You've been saying for months that Limbaugh is going to bring us the Clintons for eight more years and essentially doesn't know what he's doing. My fear is you have been and are wrong. If you had to pick the worst candidate of the three, you got it right. As painful as it is, I'd rather have Hillary than Obama and by a long shot. There's no way he's going to lose this and we need this to drag on to have a shot or we will have Obama as our President.
Barry and Michelle in the WH would make the Jimmy and Roslyn years seem like Happy Days.
News Talk 640 just came on the air at 7:30PM for the local Fayetteville/Cumberland County election results.
First in one stop voting, then the close in precincts and last the outer precincts.
One stop results over 17,000.
HRC 3,745
BHO 11,034
Above is early voting only.
Polls closed but people still in line to vote - those precincts will come in late.
You've been saying for months that Limbaugh is going to bring us the Clintons for eight more years and essentially doesn't know what he's doing. My fear is you have been and are wrong. If you had to pick the worst candidate of the three, you got it right. As painful as it is, I'd rather have Hillary than Obama and by a long shot. There's no way he's going to lose this and we need this to drag on to have a shot or we will have Obama as our President.Just voted for Obama in North Carolina.
We have to face the fact that John McCain is entirely capable of losing. But IMHO if there is anyone he should beat it is Obama. All he'd have to do is name a patriotic (i.e., a conservative) black to be VP and the contrast with Obama and his relation to Reverend Wright (et al) would edify the race remarkably. Just give the whites who are rooting for a black candidate because he's black an excuse to vote for someone who won't resurrect the "reparations" scam or try to name an all-black cabinet with a token white in it.Given that Obama has beat Hillary only, or very nearly only, in red states and that McCain is less conservative than Bush, in an Obama-McCain contest most of the country would be purple.
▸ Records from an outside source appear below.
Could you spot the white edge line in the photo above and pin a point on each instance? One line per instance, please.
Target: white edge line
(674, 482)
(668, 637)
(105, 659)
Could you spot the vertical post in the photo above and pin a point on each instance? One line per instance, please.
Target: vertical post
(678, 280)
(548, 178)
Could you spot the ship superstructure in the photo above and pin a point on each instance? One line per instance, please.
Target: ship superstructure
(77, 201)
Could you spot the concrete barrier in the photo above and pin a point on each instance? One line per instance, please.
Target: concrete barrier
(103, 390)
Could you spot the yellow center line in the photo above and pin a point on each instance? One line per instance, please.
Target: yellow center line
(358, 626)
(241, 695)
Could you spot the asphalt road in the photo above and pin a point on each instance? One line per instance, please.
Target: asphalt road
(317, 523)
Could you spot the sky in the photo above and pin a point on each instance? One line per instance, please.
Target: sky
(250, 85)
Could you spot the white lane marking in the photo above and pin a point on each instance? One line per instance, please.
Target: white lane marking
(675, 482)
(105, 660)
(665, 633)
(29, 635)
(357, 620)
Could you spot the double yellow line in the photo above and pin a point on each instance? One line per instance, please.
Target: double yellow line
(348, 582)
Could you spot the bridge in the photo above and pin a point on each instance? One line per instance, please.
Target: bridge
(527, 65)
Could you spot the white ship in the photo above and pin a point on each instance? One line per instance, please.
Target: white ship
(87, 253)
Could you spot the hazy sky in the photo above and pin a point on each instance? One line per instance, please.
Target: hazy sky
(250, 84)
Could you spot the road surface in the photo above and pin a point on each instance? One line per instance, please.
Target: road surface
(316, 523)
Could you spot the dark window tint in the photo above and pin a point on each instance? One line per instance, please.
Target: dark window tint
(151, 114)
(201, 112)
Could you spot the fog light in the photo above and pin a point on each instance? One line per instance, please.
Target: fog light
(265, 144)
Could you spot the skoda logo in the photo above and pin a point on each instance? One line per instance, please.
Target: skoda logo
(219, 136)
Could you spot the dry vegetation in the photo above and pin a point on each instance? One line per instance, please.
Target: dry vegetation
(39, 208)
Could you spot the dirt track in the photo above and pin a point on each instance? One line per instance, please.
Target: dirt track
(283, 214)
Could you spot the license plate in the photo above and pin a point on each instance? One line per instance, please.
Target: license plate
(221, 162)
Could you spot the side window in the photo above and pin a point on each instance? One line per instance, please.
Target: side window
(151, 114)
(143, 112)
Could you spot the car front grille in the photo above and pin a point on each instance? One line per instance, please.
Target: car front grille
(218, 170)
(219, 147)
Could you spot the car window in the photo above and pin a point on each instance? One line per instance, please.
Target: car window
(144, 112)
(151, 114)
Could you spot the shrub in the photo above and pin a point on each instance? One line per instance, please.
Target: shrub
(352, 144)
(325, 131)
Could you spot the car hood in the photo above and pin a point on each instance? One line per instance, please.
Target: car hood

It would therefore be very unstable, and it wouldn't take much to turn the race into an electoral college landslide. Much more probably a McCain landslide than an Obama one, IMHO.
Obama would be 'way behind Hillary if the rules of the Democratic Party reflected those of the electoral college.Basically Obama is a weak candidate with (considering that his forte is reading a TelePrompTer rather than debating extemporaneously) a glass jaw. If your criterion is who is easier to beat in the general election, my opinion is that of Ed Koch: if Obama wins the nomination he will not win the general election.
http://results.enr.clarityelections.com/NC/1875/3170/en/summary.html
Crud...early results have Poirier and Tyson down...hopefully conservative areas report later...
Mike Huckabee, Fred Smith, Elizabeth Dole, Augustus Cho
It was my pleasure today to vote for McCain, BillyBob and Dole, among others.
Ack, not good. :( Unnnngh....
It appears North Carolina (20%) is ‘slooooow leaking’ the vote count versus Indiana (65%) to dramatize the percentage difference.